Not this caregiver, Charm - When my son, my daughter, my nurse-friend and I were meeting with the cancer team about the Rad Tx about to start, we were told about the possibility of tube feeding and presented it as a choice. At that point, none of us had the benefit of having heard about OCF and my first reaction was an emotional one - I couldn't bear the thought of my son having to get his nutrition from a tube after everything else that he had had to give up. It horrified me, so that when my son (also uninformed) said no, the rest of us all agreed wholeheartedly. We didn't realize what was ahead of us.

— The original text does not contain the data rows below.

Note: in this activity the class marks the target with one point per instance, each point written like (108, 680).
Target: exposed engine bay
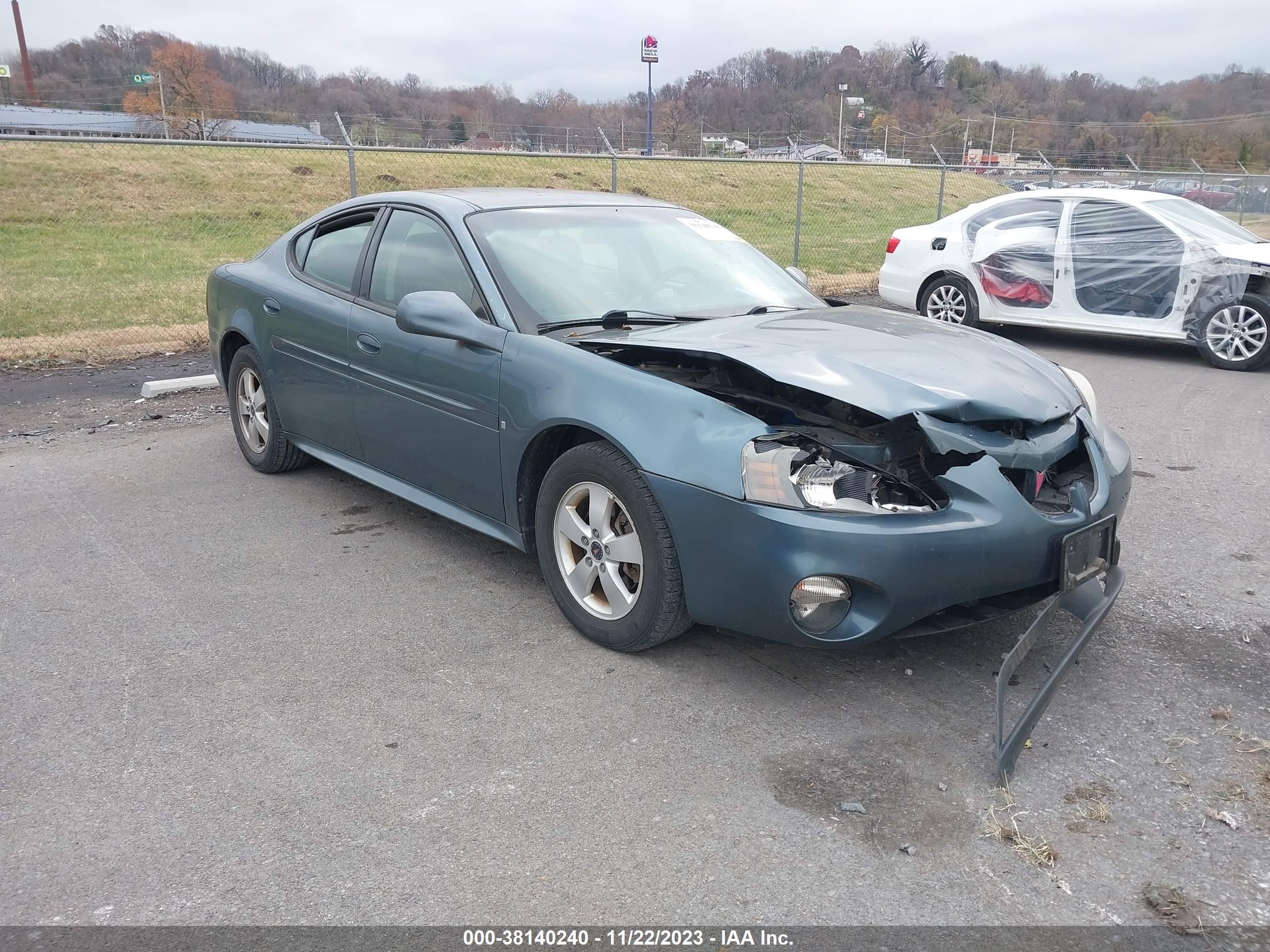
(831, 455)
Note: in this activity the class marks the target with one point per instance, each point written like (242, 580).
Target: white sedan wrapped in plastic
(1134, 263)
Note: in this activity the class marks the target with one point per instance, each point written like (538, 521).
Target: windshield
(578, 263)
(1199, 223)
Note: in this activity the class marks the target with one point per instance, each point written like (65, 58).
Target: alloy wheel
(1237, 333)
(599, 551)
(947, 304)
(253, 411)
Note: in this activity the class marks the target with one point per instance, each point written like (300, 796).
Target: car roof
(1128, 196)
(493, 199)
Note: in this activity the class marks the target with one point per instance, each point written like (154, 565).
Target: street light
(843, 100)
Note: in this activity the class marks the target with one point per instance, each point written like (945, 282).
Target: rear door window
(336, 249)
(417, 254)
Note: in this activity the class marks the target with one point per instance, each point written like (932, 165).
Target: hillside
(915, 98)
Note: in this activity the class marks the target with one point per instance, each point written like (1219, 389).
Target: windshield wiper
(769, 309)
(618, 318)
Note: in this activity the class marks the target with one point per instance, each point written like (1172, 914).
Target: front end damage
(912, 471)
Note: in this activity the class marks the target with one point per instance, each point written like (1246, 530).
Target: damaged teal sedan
(675, 424)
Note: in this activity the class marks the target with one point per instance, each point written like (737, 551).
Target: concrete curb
(154, 387)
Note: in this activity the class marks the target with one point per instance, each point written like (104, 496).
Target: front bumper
(1090, 605)
(740, 560)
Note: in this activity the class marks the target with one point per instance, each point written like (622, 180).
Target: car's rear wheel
(952, 300)
(1236, 337)
(256, 423)
(606, 550)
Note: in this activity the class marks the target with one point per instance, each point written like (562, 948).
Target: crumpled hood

At one point with Paul, losing weight, and not being able to eat, or drink I did present it to him as a threat - and that got him through the last few treatments without a PEG. It was rough but he made it through Tx without dehydration, albeit with a few complaints about cooking ability (he accused me of adding salt to his sodium free chicken broth!). It's true, there are no right or wrong answers here.

Anne-Marie
CG to son, Paul (age 33, non-smoker) SCC Stage 2, Surgery 9/21/06, 1/6 tongue Rt.side removed, +48 lymph nodes neck. IMRTx28 completed 12/19/06. CT scan 7/8/10 Cancer-free! ("spot" on lung from scar tissue related to Pneumonia.)